While this analysis has shown that NFT are not yet a major ground for extremists to play on, it became clear that there is a potential for its exploitation of the decentralized web. The uncertainty about the future and the relevance of Web3 as a mainstream technology prompt law enforcement, research and civil society with a well-known dilemma: While uncertainty impedes research funding as it increases the “option value of waiting”, hesitation likely leads to worse outcomes or late realization. Experiences in the field of extremism illustrate the importance of countering concerning developments as early as possible to prevent harmful content or behavior from spreading into society’s everyday life.
To address the dilemma and preempt the possible deterioration, we recommend to increase academic research on the exploitation of web3 in the field of national security studies and/or counter-terrorism.
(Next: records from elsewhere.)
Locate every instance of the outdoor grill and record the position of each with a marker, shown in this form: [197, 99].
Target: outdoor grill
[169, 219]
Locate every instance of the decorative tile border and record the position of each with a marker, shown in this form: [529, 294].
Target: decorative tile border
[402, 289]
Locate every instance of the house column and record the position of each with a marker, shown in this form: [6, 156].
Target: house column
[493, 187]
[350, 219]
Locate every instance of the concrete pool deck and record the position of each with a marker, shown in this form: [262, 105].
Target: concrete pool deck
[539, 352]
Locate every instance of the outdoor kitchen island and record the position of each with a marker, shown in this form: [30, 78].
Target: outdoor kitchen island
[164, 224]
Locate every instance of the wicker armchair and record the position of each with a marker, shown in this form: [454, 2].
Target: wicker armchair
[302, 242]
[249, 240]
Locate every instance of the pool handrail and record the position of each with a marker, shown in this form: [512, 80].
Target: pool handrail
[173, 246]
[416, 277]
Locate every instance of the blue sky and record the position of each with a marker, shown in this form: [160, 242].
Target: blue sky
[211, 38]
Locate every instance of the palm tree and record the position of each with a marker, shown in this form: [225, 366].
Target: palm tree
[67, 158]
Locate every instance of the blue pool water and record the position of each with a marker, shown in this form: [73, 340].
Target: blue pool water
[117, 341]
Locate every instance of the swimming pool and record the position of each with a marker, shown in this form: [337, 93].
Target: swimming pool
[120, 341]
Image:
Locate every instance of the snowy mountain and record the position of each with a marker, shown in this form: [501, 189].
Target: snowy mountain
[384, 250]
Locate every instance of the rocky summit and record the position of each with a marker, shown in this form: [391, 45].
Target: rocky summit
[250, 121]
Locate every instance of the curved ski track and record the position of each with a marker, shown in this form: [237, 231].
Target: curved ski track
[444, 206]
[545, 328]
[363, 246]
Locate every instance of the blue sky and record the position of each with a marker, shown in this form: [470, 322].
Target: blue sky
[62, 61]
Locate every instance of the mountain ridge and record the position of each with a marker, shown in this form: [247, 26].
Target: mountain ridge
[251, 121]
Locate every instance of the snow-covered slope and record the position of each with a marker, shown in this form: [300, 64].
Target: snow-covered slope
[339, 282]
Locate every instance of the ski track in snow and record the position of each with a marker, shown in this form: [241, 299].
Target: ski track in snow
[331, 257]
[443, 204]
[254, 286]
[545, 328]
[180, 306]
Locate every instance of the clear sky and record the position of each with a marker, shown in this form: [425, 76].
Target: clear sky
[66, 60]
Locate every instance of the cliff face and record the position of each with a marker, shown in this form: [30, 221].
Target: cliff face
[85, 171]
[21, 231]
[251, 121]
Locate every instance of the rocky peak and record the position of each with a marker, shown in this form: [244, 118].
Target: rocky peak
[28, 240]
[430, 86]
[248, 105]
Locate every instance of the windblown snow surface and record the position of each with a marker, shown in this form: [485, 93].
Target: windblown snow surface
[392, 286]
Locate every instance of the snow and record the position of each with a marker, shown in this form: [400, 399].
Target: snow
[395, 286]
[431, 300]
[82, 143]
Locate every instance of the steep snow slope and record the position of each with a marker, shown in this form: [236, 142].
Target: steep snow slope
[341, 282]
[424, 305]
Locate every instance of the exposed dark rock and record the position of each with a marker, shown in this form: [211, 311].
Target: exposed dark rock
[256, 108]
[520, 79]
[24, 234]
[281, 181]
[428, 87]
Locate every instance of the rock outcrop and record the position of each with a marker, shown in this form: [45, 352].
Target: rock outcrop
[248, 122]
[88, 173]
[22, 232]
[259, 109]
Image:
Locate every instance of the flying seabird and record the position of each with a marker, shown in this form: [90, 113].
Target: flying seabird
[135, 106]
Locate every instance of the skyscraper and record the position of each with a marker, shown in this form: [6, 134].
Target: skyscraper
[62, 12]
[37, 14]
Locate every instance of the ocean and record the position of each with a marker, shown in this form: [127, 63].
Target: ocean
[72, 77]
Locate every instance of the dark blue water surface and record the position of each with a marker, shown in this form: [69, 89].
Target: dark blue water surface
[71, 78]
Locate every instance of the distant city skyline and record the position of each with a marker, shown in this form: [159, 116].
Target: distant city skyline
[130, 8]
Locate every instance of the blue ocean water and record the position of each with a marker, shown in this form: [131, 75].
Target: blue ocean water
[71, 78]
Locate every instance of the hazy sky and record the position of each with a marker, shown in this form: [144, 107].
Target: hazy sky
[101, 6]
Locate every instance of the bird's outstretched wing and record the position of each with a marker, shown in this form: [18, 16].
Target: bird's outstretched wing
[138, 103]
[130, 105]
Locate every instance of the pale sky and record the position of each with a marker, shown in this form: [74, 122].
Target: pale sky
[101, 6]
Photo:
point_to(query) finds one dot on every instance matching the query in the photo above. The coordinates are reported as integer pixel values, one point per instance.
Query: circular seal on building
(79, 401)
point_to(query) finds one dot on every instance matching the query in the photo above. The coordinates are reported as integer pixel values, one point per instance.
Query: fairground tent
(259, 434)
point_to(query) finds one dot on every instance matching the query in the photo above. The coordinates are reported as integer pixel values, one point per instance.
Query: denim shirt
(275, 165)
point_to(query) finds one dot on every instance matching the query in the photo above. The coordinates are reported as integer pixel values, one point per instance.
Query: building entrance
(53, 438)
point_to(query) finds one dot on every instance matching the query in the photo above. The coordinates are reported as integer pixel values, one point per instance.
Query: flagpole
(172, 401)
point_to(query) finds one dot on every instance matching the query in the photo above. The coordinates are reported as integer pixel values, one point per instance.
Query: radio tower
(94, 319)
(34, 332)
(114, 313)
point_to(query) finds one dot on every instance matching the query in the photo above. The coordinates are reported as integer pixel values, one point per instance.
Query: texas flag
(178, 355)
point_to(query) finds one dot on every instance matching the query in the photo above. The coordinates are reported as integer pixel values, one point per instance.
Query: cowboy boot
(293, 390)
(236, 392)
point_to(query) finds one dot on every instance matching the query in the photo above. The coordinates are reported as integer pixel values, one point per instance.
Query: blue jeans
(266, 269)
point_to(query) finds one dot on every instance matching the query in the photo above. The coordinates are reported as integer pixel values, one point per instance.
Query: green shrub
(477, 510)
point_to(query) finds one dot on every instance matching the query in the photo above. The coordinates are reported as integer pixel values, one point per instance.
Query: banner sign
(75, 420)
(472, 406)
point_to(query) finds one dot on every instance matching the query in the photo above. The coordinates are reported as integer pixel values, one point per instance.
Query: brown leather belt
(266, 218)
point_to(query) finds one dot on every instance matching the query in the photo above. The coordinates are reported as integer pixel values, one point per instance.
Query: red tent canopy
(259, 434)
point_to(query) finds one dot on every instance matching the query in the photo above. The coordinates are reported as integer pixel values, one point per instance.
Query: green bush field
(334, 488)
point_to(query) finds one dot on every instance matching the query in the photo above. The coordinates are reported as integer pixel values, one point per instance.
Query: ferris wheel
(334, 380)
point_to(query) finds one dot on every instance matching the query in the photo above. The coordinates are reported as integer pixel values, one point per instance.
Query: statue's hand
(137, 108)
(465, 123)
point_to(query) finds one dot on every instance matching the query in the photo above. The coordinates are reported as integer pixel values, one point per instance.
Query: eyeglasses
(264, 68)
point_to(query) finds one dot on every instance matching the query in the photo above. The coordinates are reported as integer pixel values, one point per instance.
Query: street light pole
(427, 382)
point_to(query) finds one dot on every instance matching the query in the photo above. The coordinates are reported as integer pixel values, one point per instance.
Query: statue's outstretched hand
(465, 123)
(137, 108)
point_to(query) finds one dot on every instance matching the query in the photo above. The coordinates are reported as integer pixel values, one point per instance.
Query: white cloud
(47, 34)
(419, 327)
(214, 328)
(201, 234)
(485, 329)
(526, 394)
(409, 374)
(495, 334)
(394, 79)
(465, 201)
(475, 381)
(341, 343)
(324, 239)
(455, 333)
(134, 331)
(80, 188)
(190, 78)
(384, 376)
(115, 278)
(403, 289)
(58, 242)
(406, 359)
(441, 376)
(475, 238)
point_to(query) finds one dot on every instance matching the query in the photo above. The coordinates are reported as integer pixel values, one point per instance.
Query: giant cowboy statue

Current research is centered on the financial and technical elements of web3 development (in particular: decentralized finance) but little light is shed on questions of the societal impact of web3, especially with regards to security. In cooperation with private companies and civil society, it is important to dive deeper into the topic from an academic perspective and provide decision makers with a reliable data basis to ground their work in. With regards to the results presented here, we suggest to broaden the scope of the data collection: A larger number of diverse keywords, different languages and further chains will yield even more insightful results about the current status of extremism on NFTs.
Ultimately, web3 research should leverage the transparency of blockchains to quantify pending security questions, reduce the uncertainty of this technological development and anticipate future needs for law enforcement and intelligence agencies. To fight extremism in new technological fields, OSINT and cybercrime capabilities of law enforcement agencies will require drastic growth. And their adjacent competencies must be thought closer together: The future Internet requires a combination of open source intelligence and cybercrime-oriented data analytics that does not care whether the data comes from “classic” websites (web1), social media platform (web2) or blockchains (web3). This future of “Internet intelligence” (INTINT) seamlessly combines classical open source intelligence (OSINT) with social media intelligence (SOCMINT) and blockchain intelligence (BLOCKINT).
The high uncertainty around technological development, such as web3, burdens swift decision making and foresightful acting. Anticipatory analytics, as shown here with regards to extremism on NFTs, pave the way for going from the unknown unkowns to the known unknowns. And even if web3 technologies do not become core challenges for LEA in the second half of the 2020s, the call for more and better Internet intelligence is failsafe: Current demands for better Internet investigation already exceed current law enforcement capabilities by far – better skills and more staff therefore not only serve future challenges but also address very current problems in counter security threats on the Internet.